Old Habits Are Hard to Break

With the impending school year, I can almost feel the anxiety we would have as Elizabeth got ready for a new school year, another teacher and hopefully another year to be “understood”

Each year in the Fall, I would write a letter to the school telling them everything that she had done, learned or struggled with in the summer. I told them all about the things she liked, didn’t like and anything new that I thought would help everyone see the complete picture of who Elizabeth was.

NOT who she is related to the label of her disorders.

But who she IS!

The sum of all the parts. The sum of all the things that make her, well, Elizabeth!

In addition to this anxiety, was the strong feeling I had of a big marker of time happening. I mean you cannot deny the passing/marking of time when you are faced with a new school year that has the numerical year after it. Such as when the school send letters home welcoming you “to the new school year for 2022-2023”

Yes, it certainly marks time. And for me, it was just this marker that got my head thinking about all the things that maybe we still needed to work on, or maybe the things I wished she could do that others her age did without any issue. Or what should our new goals be for the year to address all these things.

I guess for me the ending of summer and the beginning of a new year was quite the emotional journey. I know that with Elizabeth’s disorders it was so critical to have the year start off the best it could, to keep her anxiety down and all for others to be able to work well with her. Her disorder of SPD ( Sensory Processing Disorder) and Global Dyspraxia are tricky and can sometimes be big players in her day and other time not so much. So it absolutely a necessity for those with her and working with her understand her well.

Flash to 2022, and Elizabeth is 25 years old. Way past the time that this time of year should elicit the same feelings as when she was younger. And in many ways that is indeed true.
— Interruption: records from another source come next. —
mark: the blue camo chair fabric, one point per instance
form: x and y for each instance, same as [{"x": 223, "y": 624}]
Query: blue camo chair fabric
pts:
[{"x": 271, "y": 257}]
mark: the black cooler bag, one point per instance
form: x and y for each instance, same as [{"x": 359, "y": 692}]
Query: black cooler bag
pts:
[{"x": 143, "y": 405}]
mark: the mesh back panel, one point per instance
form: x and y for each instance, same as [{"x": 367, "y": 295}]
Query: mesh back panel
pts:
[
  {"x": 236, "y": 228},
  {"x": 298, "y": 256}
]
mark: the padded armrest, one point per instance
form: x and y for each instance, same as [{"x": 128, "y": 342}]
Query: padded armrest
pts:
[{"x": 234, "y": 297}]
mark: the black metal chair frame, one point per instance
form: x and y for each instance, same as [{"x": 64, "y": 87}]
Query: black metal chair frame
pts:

But in other ways you would be surprised that they are still there.

I think it is because we as parents of these beautiful young people become conditioned quickly to do things a certain way for them, to be their advocate. This role is one that changes and adjusts over time but the role sticks with us, I think forever.

I can say that it is for me.

I mean I was driving with Elizabeth today to get coffee and we were talking.

About what, you may ask?

What her goals are for this next year! What she wants to work on, what she wants to keep in her day and what she wants to let go of.

We talked about her jobs and if she wants to work more (if that is possible) or the same.

And how she can keep being more independent.

Yes! You hear it too, don’t you? We are pretty much doing the same thing we did when she was younger only now she is older, in on the decisions and plans and we can control more variables but STILL, it is pretty much in the same planning family.

I liked hearing what she had to say, and I like making these plans because they are HERS not just what we, her parents, think is best.

So, for those who may have a lot of feelings at the start of the year, remember we all need supports. And we all need to adjust and reassess things.

Our beautiful children with special needs are no different. And we are all a work in progress in this thing called life.